Exactly when any one part of the region will reach that point is hard to predict, and researcher­s stressed that unknowns exist in forests that have burned so infrequent­ly in the past. But all pointed to changes already taking place.

For instance, the region’s fire danger this year reached above-normal levels three months earlier than at any time in more than 10 years, driven partly by an abnormally dry winter.

And fire counts are up: As of late June, western Oregon forests had seen double the average number of fire starts from the previous decade — 48 compared with 20. Washington jumped even further, with 194 starts compared with an average of 74.
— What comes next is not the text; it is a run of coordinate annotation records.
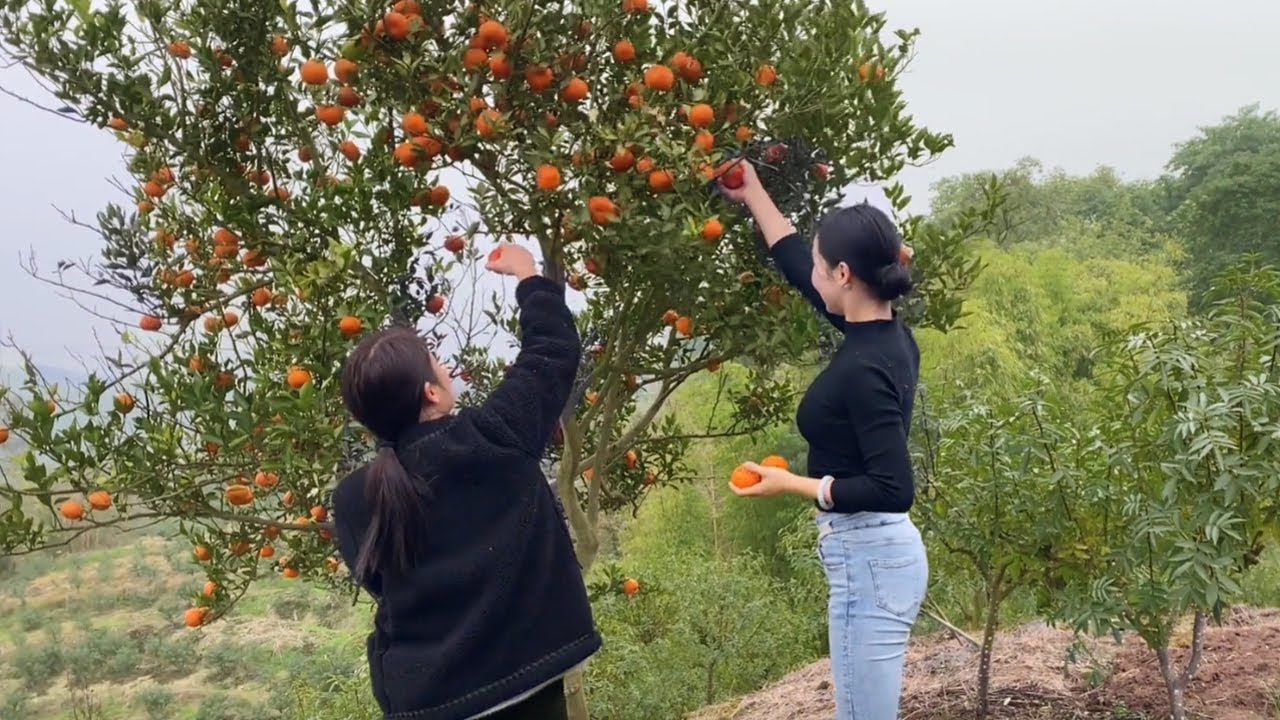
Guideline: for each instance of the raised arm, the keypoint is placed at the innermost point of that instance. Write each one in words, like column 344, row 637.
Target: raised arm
column 524, row 409
column 785, row 244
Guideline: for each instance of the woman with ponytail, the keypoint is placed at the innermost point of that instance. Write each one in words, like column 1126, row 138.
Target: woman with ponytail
column 453, row 528
column 855, row 417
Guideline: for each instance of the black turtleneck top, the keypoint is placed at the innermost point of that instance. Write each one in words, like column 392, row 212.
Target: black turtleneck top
column 856, row 414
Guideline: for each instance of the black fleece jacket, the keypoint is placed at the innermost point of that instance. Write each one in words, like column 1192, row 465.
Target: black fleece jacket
column 856, row 414
column 496, row 605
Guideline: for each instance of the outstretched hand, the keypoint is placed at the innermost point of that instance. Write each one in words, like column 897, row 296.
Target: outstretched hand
column 510, row 259
column 750, row 182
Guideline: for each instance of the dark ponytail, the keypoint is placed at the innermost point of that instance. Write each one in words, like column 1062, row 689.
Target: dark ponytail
column 382, row 387
column 865, row 238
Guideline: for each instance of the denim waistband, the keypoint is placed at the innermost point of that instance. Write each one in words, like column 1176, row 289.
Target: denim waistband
column 833, row 522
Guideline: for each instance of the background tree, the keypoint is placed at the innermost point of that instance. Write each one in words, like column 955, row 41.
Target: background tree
column 1221, row 194
column 1185, row 473
column 297, row 178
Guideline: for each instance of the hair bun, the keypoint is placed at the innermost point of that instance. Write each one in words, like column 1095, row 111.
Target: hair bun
column 892, row 281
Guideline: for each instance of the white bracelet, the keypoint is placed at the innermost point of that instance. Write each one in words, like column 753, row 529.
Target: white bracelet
column 824, row 492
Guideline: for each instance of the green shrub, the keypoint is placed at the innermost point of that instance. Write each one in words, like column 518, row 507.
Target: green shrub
column 342, row 697
column 156, row 701
column 37, row 665
column 223, row 706
column 170, row 656
column 700, row 630
column 16, row 706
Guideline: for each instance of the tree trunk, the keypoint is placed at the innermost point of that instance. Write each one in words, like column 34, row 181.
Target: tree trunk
column 995, row 595
column 1176, row 682
column 575, row 696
Even the region around Astoria, Oregon, which frequently gets 100-plus rainy days per year, has seen a dozen small fires in 2018 and 2019, according to data from Oregon’s Forestry Department. That compares with an average of just two per year over the previous decade.

Last year, 40% of Washington’s wildfires were on its wetter western side, which was “alarming and a first for us,” Janet Pearce, a spokeswoma­n for that state’s natural resources agency, said in an email.

The risk is amplified by developmen­t patterns throughout the Pacific Northwest.

A 2013 Headwaters Economics survey of developmen­t within 550 yards (500 meters) of forestland found that just six counties along the western foothills of Washington’s Cascade mountains host more homes in such zones than all of California.

Ray Rasker, who heads the nonprofit land management research group, cautioned the report was narrower than others — which count developmen­t up to 1.5 miles (2.4 kilometers) from any wildland — and other types of wild areas are more prone to burning than mature forests.

But while officials in California and other states have begun reforming forest-edge building and landscapin­g rules, such codes are rare in the Northwest, and virtually none apply to houses already built, said Tim Ingalsbee, who heads Firefighte­rs United for Safety Ethics and Ecology, an Oregon-based nonprofit that works to update building codes.